Re: [PATCH v3 9/9] mm/rmap: enable batch unmapping of anonymous folios
From: Dev Jain
Date: Tue May 12 2026 - 05:18:20 EST
On 11/05/26 1:46 pm, David Hildenbrand (Arm) wrote:
> On 5/6/26 11:45, Dev Jain wrote:
>> Enable batch clearing of ptes, and batch swap setting of ptes for anon
>> folio unmapping.
>>
>> Processing all ptes of a large folio in one go helps us batch across
>> atomics (add_mm_counter etc), barriers (in the function
>> __folio_try_share_anon_rmap), repeated calls to page_vma_mapped_walk(),
>> to name a few. In general, batching helps us to execute similar code
>> together, making the execution of the program more memory and
>> CPU friendly.
>>
>> On arm64-contpte, batching also helps us avoid redundant ptep_get() calls
>> and TLB flushes while breaking the contpte mapping.
>>
>> The handling of anon-exclusivity is very similar to commit cac1db8c3aad
>> ("mm: optimize mprotect() by PTE batching"). Since folio_unmap_pte_batch()
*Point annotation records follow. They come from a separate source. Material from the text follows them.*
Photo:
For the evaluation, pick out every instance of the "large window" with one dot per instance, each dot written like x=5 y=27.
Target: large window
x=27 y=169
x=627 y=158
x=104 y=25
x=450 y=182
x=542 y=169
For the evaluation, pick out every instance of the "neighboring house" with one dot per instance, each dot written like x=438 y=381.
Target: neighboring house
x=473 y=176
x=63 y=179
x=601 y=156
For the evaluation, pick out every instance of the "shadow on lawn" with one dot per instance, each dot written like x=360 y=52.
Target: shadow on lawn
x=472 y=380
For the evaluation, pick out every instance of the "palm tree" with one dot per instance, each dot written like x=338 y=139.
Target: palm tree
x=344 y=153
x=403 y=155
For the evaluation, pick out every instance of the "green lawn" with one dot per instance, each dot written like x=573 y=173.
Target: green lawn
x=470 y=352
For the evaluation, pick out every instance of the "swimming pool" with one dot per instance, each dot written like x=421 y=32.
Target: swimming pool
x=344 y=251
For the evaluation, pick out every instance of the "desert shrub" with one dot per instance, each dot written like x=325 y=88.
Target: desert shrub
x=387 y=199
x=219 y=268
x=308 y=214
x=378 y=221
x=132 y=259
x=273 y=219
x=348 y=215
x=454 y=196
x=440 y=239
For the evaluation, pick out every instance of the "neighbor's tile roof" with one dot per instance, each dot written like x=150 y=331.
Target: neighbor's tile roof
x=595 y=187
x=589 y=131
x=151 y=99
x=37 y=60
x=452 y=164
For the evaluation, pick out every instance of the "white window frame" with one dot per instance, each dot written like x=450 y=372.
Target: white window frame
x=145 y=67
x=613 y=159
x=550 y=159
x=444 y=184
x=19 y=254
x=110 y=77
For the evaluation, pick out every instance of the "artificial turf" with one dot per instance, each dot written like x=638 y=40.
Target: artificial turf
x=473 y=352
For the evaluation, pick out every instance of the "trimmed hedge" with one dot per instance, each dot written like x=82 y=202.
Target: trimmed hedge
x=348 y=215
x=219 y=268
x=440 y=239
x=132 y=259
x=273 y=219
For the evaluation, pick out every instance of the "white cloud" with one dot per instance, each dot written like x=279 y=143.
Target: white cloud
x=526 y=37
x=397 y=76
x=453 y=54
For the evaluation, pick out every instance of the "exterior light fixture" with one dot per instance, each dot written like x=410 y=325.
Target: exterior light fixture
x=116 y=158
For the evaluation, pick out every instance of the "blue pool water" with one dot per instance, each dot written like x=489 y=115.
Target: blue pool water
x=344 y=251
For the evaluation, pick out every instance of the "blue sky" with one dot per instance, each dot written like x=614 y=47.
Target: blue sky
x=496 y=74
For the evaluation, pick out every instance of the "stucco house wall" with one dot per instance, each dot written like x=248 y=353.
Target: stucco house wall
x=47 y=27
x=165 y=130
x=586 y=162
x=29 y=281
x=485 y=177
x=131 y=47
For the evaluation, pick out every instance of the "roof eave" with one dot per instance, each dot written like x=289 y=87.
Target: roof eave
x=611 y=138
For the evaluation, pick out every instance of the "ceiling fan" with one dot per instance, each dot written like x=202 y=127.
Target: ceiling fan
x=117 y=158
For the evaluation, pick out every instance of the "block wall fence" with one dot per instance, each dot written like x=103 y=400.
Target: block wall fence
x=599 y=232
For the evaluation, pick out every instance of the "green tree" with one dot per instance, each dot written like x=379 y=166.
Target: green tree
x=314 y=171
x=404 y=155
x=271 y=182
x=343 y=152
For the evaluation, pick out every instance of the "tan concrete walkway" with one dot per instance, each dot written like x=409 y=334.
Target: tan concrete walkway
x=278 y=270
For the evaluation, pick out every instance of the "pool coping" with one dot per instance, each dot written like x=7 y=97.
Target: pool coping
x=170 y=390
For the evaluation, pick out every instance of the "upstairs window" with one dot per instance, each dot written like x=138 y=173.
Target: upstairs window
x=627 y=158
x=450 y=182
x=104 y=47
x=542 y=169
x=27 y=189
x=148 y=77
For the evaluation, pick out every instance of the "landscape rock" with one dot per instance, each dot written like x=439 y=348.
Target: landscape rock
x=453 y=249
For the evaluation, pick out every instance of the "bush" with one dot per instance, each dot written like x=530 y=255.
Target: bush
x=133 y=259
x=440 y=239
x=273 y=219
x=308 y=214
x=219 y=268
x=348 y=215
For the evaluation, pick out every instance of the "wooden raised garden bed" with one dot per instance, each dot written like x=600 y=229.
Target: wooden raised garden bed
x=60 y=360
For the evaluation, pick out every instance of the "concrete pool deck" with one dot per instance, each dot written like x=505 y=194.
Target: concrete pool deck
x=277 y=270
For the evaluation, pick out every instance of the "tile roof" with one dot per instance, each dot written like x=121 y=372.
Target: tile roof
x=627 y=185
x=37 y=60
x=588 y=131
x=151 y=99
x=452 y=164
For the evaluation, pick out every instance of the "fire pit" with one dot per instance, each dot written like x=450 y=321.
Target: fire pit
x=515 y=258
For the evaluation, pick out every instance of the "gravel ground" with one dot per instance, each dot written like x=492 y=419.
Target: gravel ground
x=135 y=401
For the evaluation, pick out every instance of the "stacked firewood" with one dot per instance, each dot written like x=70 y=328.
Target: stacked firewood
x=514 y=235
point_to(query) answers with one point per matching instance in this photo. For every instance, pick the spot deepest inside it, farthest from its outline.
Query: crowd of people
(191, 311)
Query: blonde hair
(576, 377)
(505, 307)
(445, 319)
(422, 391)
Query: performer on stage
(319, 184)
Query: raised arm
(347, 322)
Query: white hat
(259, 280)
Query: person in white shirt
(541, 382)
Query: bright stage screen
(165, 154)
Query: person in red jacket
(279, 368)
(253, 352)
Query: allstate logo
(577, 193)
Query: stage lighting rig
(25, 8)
>> won't look at the bits of the underlying page, we need to process
>> sub-batches of ptes pointing to pages which are same w.r.t exclusivity,
>> and batch set only those ptes to swap ptes in one go. Hence export
>> page_anon_exclusive_sub_batch() to internal.h and reuse it.
>>
>> arch_unmap_one() is only defined for sparc64; I am not comfortable
>> regarding the nuances between retrieving the pfn from pte_pfn() or from
>> (paddr = pte_val(oldpte) & _PAGE_PADDR_4V).
>>
>> (And, pte_next_pfn() can't even be called from arch_unmap_one() because
>> that file does not include pgtable.h) So just disable the
>> "sparc64-anon-swapbacked" case for now.
>>
>> We need to take care of rmap accounting (folio_remove_rmap_ptes) and
>> reference accounting (folio_put_refs) when anon folio unmap succeeds.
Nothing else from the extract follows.